Suspirou profundamente, sentado
naquele banco de jardim, banco de momentos silenciosos.
Abriu os olhos, olhos espelhados de
noites mal dormidas, noites pressentidas.
Os cães passeiam no relvado, chorando
em troncos de árvore, num ritual ancestral. Acredito que procurem a árvore original,
aquela onde o Adão dos cães se aliviou pela primeira vez. Legados caninos que
escapam à sensibilidade distraída dos donos.
Os melros banqueteiam-se por entre
saltos acrobáticos; a chuva da véspera animou os vermes da terra e estes
animaram a passarada.
Mesmo em frente, um jovem casal vive o
momento calmo da tarde; certamente ainda não tiveram a primeira prova de dor.

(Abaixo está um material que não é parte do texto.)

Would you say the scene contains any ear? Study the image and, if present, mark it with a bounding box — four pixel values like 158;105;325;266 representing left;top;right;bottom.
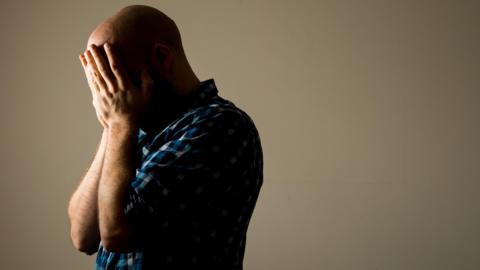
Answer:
152;43;173;80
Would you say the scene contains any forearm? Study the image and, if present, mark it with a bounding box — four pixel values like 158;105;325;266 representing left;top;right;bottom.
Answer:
68;129;108;254
98;125;138;252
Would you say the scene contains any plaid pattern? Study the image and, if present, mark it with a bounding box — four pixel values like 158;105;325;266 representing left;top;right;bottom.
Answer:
95;79;263;270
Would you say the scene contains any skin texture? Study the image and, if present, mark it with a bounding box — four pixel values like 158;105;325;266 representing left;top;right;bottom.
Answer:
68;5;199;254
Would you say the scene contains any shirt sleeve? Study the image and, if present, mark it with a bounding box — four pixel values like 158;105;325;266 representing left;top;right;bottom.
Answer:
124;111;249;225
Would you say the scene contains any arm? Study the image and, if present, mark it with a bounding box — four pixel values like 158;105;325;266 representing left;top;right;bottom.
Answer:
98;124;138;252
68;129;108;255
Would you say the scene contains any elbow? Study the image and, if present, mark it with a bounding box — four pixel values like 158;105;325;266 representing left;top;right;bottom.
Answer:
101;229;136;253
70;230;99;255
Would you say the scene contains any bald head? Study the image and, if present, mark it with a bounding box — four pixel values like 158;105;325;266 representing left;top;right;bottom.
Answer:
87;5;188;84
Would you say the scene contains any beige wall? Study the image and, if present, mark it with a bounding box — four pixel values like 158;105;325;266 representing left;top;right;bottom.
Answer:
0;0;480;270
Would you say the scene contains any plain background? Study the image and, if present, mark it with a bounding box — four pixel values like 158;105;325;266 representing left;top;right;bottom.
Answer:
0;0;480;270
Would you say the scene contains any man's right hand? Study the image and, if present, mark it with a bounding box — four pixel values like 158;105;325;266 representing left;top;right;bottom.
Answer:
78;53;108;128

As dores atacam quando menos se espera, de forma cruel, intempestiva. E tudo
depende da resistência, da indolência, da sensibilidade para ultrapassar,
mascarar, ignorar ou conviver com elas.
Já não se recorda da sua primeira dor;
as primeiras dores não são como os primeiros beijos; por serem tão fortes, tão
intensas, o consciente ordena ao inconsciente que se livre dessas memórias em
DHL.
O primeiro beijo…ah, o primeiro beijo
é outra coisa; é sabor a morango, em travo de cetim; é ardor na face e olhares
por cima do ombro da companheira, com receio de que alguém esteja a olhar. É
intenso, é inocente, flui da boca como azeite. O primeiro beijo é imediatamente
emoldurado na memória, em tons de vermelho vivo.
Sorriu perante a recordação e
imediatamente fechou a expressão em memória da última dor.
Os cães passeiam, os melros comem em
saltos de ballet, os namorados excitam-se e sangram carícias e o homem puxa o
chapéu para os olhos, desce o queixo para o peito e suspira a emoção.